Este hombre se reunió con nosotros y fuimos juntos más lejos, donde estaba un señor con una niña.

Volvimos a explicar lo que nos pasaba y el señor se levantó y habló con el hombre alto. Luego, los dos hombres, la niña, Recalde y yo nos acercamos al fondeadero de la punta del Faro; el señor desató la barca y él y el hombre alto entraron en ella.

Nosotros íbamos a embarcarnos, pero el señor nos dijo:

-Vosotros quedaos ahí.

El señor se puso al timón, el hombre izó la vela, y la lancha comenzó a marchar rápidamente hacia Frayburu. Una hora después volvían, trayendo a Zelayeta.

El viejo nos preguntó nuestros nombres, y cuando yo le dije el mío se quedó mirándome fijamente.

Los tres aventureros reunidos volvimos a Lúzaro, cansados, destrozados.

En mi casa no pude ocultar la aventura; tuve que contarlo todo. Mi madre y la Iñure se hacían cruces.

-¡Qué chico! ¡Qué chico! -decían las dos.

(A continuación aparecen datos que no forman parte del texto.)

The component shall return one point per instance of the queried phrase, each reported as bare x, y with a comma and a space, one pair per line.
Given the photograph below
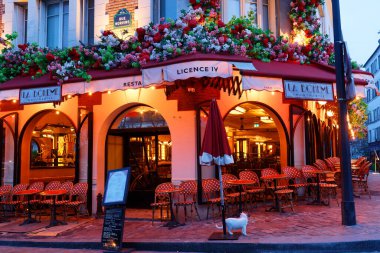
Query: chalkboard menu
113, 226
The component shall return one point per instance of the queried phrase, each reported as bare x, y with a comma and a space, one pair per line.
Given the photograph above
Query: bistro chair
254, 191
230, 191
296, 179
77, 201
211, 192
14, 201
361, 181
187, 198
161, 200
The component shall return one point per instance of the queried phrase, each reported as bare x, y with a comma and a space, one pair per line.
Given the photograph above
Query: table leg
53, 217
29, 219
240, 204
173, 221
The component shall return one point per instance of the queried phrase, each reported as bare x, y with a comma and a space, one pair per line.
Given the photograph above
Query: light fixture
330, 113
300, 38
238, 110
266, 119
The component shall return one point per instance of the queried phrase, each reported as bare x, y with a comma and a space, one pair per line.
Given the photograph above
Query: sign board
116, 189
308, 90
197, 69
40, 95
113, 227
122, 18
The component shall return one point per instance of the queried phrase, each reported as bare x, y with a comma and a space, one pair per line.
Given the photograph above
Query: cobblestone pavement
308, 224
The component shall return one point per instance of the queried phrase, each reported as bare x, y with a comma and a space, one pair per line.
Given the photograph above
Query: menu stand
114, 201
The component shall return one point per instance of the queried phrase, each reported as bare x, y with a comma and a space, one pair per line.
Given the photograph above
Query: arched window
262, 9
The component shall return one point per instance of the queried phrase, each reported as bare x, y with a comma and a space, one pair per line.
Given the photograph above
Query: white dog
237, 223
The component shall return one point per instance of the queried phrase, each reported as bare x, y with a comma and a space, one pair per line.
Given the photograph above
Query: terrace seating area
38, 199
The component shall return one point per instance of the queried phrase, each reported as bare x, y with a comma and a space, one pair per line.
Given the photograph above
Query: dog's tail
216, 225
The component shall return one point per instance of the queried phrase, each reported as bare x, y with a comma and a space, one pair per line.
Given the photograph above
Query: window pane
52, 25
53, 10
233, 9
65, 28
265, 25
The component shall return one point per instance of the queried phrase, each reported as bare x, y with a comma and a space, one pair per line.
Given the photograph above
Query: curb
358, 246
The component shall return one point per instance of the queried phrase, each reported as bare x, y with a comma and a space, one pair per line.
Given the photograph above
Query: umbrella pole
222, 200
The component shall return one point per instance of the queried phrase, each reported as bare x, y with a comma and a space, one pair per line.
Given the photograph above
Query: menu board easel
114, 201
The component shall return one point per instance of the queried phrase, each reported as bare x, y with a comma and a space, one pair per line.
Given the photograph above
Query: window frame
60, 21
259, 12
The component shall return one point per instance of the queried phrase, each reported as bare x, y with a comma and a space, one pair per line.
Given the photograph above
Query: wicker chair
78, 200
161, 200
187, 198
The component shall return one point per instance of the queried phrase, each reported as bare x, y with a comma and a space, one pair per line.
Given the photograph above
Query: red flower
186, 30
140, 33
23, 46
157, 37
50, 57
107, 32
73, 54
192, 23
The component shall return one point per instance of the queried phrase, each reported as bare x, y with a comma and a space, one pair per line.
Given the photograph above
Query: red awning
45, 81
313, 72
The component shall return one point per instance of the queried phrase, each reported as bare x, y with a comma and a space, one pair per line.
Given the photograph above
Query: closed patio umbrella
215, 150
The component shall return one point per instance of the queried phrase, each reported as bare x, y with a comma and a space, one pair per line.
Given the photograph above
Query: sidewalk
309, 228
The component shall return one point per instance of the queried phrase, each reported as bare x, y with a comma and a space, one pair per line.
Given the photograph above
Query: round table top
272, 177
241, 182
53, 192
171, 190
27, 192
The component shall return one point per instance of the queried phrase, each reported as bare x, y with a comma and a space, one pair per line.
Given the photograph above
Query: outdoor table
3, 218
274, 178
173, 220
318, 201
28, 193
54, 194
240, 183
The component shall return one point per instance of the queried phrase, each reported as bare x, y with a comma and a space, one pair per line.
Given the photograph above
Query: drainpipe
348, 204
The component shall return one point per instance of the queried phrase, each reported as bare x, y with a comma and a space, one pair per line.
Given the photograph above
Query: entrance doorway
140, 138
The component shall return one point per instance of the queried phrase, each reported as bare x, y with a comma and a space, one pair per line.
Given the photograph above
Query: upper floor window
88, 20
374, 66
239, 8
167, 9
57, 24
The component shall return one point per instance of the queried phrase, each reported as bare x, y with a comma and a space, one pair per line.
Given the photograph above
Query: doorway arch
53, 154
139, 137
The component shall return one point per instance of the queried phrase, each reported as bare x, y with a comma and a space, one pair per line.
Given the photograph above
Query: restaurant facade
152, 118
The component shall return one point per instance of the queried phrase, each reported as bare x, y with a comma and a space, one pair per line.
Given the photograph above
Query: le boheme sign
40, 95
122, 18
197, 69
308, 90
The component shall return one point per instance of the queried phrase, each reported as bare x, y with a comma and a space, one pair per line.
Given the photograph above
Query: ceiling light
266, 119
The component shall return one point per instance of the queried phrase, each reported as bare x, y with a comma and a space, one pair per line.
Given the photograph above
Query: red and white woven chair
187, 198
161, 200
78, 200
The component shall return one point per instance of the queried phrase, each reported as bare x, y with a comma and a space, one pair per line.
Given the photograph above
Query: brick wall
113, 6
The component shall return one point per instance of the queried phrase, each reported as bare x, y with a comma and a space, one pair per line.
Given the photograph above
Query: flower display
198, 29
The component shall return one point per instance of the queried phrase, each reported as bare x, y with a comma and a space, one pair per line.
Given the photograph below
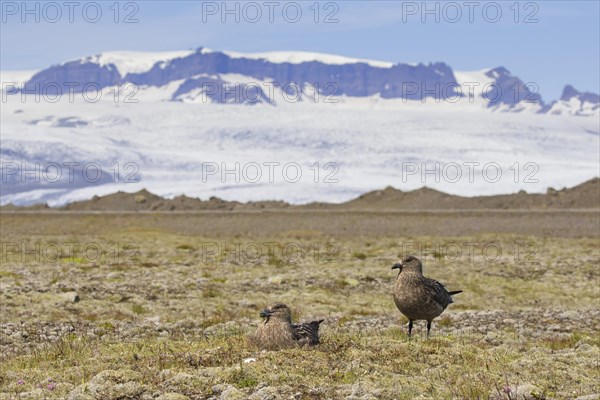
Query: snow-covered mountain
216, 75
321, 127
574, 102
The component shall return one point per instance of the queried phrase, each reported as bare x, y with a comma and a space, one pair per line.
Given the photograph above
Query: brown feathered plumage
418, 297
277, 331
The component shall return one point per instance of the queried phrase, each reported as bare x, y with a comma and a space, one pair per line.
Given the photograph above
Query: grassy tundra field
158, 305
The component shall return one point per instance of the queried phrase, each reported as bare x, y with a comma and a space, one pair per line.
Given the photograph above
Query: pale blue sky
562, 47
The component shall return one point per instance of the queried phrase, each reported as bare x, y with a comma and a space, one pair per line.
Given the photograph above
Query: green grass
205, 306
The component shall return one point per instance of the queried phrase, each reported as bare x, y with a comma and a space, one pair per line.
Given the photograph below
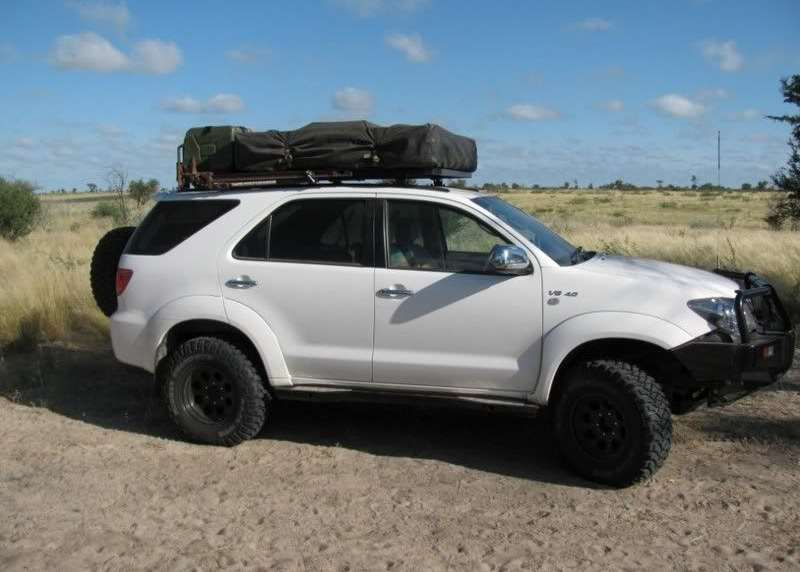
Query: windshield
542, 237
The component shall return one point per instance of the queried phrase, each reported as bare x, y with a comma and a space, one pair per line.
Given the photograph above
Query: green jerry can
211, 147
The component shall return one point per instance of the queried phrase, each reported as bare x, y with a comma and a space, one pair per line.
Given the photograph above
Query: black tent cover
349, 145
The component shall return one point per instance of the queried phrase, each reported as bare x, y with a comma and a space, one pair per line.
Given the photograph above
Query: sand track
94, 477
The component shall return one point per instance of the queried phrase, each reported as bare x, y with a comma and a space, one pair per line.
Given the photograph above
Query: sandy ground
93, 477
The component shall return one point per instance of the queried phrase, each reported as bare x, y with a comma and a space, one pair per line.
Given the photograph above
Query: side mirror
509, 259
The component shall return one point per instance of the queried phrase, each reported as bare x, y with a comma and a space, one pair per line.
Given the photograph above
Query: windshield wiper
576, 255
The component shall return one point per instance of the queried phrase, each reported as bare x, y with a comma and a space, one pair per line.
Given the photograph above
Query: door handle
241, 283
394, 292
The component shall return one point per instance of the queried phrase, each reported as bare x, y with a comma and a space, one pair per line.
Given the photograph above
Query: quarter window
327, 231
171, 222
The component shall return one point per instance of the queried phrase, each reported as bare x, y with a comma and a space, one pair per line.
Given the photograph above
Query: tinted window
172, 222
254, 245
545, 239
322, 230
426, 236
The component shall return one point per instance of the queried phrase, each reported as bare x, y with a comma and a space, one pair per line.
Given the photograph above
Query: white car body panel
462, 333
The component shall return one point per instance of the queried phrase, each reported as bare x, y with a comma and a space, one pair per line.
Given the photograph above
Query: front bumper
758, 362
730, 369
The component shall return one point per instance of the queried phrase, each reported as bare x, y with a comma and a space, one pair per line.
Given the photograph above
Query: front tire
612, 423
214, 393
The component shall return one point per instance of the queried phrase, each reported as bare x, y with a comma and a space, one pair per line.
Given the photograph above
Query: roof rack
192, 179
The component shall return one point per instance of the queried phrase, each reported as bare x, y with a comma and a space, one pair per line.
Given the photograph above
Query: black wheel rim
599, 427
209, 395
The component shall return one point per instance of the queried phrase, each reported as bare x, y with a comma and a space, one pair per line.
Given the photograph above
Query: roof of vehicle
299, 189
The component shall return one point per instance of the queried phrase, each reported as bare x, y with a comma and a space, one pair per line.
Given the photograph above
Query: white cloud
87, 51
92, 52
707, 94
114, 13
592, 24
9, 53
221, 103
678, 106
612, 105
412, 45
354, 101
156, 57
110, 130
760, 137
722, 54
749, 114
373, 8
527, 112
246, 55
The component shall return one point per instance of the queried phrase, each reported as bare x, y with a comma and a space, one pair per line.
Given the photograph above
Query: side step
344, 394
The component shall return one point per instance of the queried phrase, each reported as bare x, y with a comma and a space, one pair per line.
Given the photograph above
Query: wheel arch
641, 339
185, 330
660, 363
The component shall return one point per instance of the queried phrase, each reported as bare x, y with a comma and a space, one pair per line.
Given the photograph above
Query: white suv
237, 299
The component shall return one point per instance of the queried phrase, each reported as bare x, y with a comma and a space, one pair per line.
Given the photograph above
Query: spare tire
103, 273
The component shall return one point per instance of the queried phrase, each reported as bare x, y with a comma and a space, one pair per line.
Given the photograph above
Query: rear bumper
134, 340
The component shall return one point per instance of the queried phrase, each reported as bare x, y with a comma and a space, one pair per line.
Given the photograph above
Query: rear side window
326, 231
172, 222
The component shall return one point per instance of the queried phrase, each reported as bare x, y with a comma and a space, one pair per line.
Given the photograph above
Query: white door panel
321, 314
458, 330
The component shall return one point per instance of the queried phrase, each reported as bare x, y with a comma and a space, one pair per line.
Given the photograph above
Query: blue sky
552, 90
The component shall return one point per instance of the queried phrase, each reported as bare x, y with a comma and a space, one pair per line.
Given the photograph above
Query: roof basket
208, 180
226, 157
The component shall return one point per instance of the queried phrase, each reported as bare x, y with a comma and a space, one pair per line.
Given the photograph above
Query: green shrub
19, 207
109, 209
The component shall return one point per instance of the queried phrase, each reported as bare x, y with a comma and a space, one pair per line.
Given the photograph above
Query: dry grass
44, 278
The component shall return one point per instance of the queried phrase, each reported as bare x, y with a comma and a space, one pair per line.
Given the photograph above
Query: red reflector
123, 277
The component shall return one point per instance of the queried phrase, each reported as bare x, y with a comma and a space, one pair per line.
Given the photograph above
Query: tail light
124, 276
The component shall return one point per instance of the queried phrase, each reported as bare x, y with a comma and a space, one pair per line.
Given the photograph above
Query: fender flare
237, 315
251, 324
559, 342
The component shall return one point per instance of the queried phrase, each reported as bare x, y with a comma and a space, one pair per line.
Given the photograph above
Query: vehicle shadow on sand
92, 387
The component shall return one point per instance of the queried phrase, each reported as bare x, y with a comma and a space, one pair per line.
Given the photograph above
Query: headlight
718, 312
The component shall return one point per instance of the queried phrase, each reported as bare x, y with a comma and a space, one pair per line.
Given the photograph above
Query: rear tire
214, 393
103, 273
612, 423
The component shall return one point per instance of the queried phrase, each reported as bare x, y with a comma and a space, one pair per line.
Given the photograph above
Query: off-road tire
103, 273
199, 407
612, 422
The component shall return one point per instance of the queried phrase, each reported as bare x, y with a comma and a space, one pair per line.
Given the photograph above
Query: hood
693, 281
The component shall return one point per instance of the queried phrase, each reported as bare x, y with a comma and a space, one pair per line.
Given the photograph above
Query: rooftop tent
333, 150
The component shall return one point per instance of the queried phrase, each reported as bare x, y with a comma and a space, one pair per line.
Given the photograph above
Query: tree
19, 207
117, 180
787, 179
141, 190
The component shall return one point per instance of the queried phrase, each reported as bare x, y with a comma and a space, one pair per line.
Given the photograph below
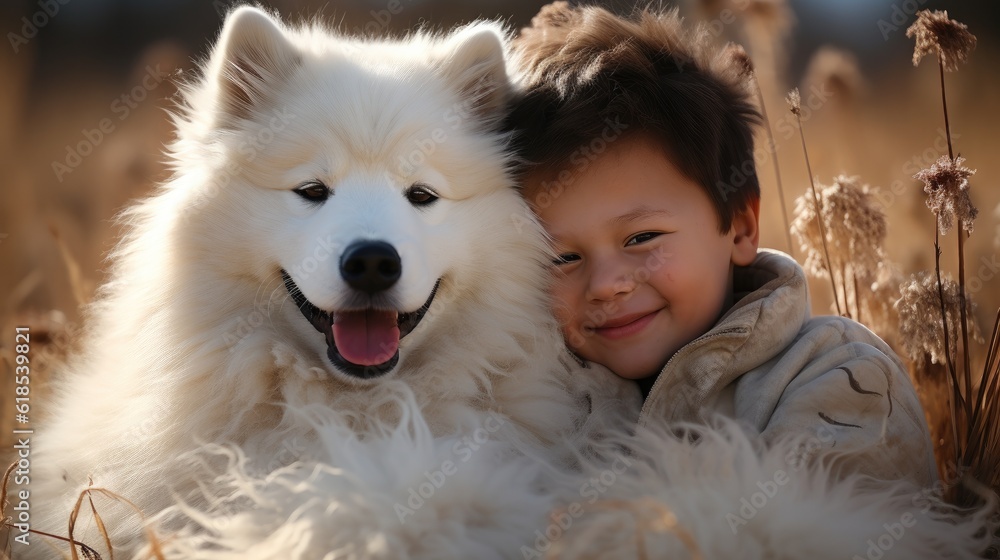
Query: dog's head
368, 175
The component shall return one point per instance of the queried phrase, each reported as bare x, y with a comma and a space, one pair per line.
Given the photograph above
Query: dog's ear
474, 62
250, 62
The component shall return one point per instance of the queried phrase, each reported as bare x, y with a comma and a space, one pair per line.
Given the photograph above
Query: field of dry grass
55, 223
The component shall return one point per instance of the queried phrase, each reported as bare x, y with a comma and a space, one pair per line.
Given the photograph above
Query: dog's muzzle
364, 342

Desde aquel día Joshe Mari Recalde comenzó a mirarme con gran estimación. El no haberme asustado tanto como él en la cueva del Izarra le parecía, sin duda, una gran superioridad.

-No creáis -solía decir a los condiscípulos-. Parece que no, pero Shanti es muy valiente.

Muchas veces, después de tantos años, suelo soñar que voy en el Cachalote por la entrada de la cueva del Izarra y que no encuentro sitio donde atracar, y tal espanto me produce la idea que me despierto estremecido y bañado en sudor.